Money market funds are mutual funds that invest in short-term, high-quality investments that mature within 13 months or less. They base their annual rate of return on the yield the fund has earned in a seven-day period. There are different types of fund investments including U.S. Treasury securities, CDs, federal agency notes, commercial paper and municipal securities. Money market funds can be bought and sold at anytime and usually pay investors a monthly dividend. Money market funds can be bought at a brokerage house, mutual fund company and some banks.

Once you have decided on a short-term investment you should begin with rule number one from Robert Palmer’s Saving Thousands Rules. Rule number one tells us that we should always shop around. This is in regards to all purchases including bank fees, ATM fees, monthly fees, etc. Before you make the commitment with a bank or credit union, go over all the fees involved. Will there be a monthly maintenance fee? Is there a separate bank fee? Be sure to go over all fees associated with the investment that you decide on.

Long-Term Investing

Long term investing is investments that happen over a longer period of time but have a bigger return. These investments can come in may shapes and sizes but we will focus on: Treasury Direct I Savings Bonds, Exchange traded funds, and individual retirement accounts.

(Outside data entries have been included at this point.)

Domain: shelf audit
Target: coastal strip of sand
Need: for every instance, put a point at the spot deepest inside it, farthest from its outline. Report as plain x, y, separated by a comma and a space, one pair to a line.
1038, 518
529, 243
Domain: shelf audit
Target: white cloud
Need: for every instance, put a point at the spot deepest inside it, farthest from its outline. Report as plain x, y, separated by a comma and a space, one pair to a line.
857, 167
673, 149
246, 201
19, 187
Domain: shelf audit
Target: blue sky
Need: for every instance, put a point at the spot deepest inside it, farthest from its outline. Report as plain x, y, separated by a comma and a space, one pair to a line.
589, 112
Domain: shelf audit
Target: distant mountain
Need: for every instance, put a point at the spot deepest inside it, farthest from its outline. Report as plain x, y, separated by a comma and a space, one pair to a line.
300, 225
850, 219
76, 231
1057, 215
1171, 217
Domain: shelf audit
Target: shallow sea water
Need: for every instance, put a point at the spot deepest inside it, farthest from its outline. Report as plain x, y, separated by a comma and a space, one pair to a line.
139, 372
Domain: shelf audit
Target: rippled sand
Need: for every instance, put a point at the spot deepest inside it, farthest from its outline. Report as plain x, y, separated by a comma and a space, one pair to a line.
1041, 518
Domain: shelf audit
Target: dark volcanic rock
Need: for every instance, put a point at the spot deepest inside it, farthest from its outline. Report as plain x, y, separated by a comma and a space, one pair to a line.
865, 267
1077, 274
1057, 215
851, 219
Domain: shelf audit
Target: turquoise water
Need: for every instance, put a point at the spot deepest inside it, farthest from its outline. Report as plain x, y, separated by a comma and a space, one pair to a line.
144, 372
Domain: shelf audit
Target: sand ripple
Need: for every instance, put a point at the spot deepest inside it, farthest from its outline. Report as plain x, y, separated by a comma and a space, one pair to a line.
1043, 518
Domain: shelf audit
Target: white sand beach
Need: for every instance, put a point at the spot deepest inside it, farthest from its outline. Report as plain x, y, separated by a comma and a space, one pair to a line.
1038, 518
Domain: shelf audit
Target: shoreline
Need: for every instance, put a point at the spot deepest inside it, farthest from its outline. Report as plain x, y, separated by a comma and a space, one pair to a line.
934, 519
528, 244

Treasury Direct l Savings Bond

According to, I Savings Bonds are known as “a low-risk, liquid savings.” They can be used to supplement retirement income, give as a gift, or pay for education. I Bonds are sold at face value and can be purchased through TreasuryDirect or with your IRS tax refund. They are meant to be long-term investments that continue to earn interest for up to 30 years. Students looking to finance their education with I Bonds may be excluded from Federal income tax.

Exchange Traded Funds (ETFs)

Exchange Traded Funds, also known as ETFs, are funds that track indexes of NASDAQ-100 Index, S&P 500, and Dow Jones. ETFs experience price changes throughout the day as they are bought and sold but they have become a favored investment because they are tax efficient and have low operating expenses.

Individual Retirement Account (IRA)

An IRA is an account that collects any kind of investment you have to put into it and gives people a way to build tax-deferred savings for retirement. Investing in an IRA means your money can typically be withdrawn tax free in retirement.

Investments to stay away from:

Investments that are too good to be true.

Investment frauds which can come by phone or mail.

Phony investment brokers- always do your research. Use Rule #12 and always check references.

Telemarketing Fraud

Most importantly, don’t wait! The earlier that you invest, the more time your money can spend growing. Getting started is more important than finding the perfect fund or stock.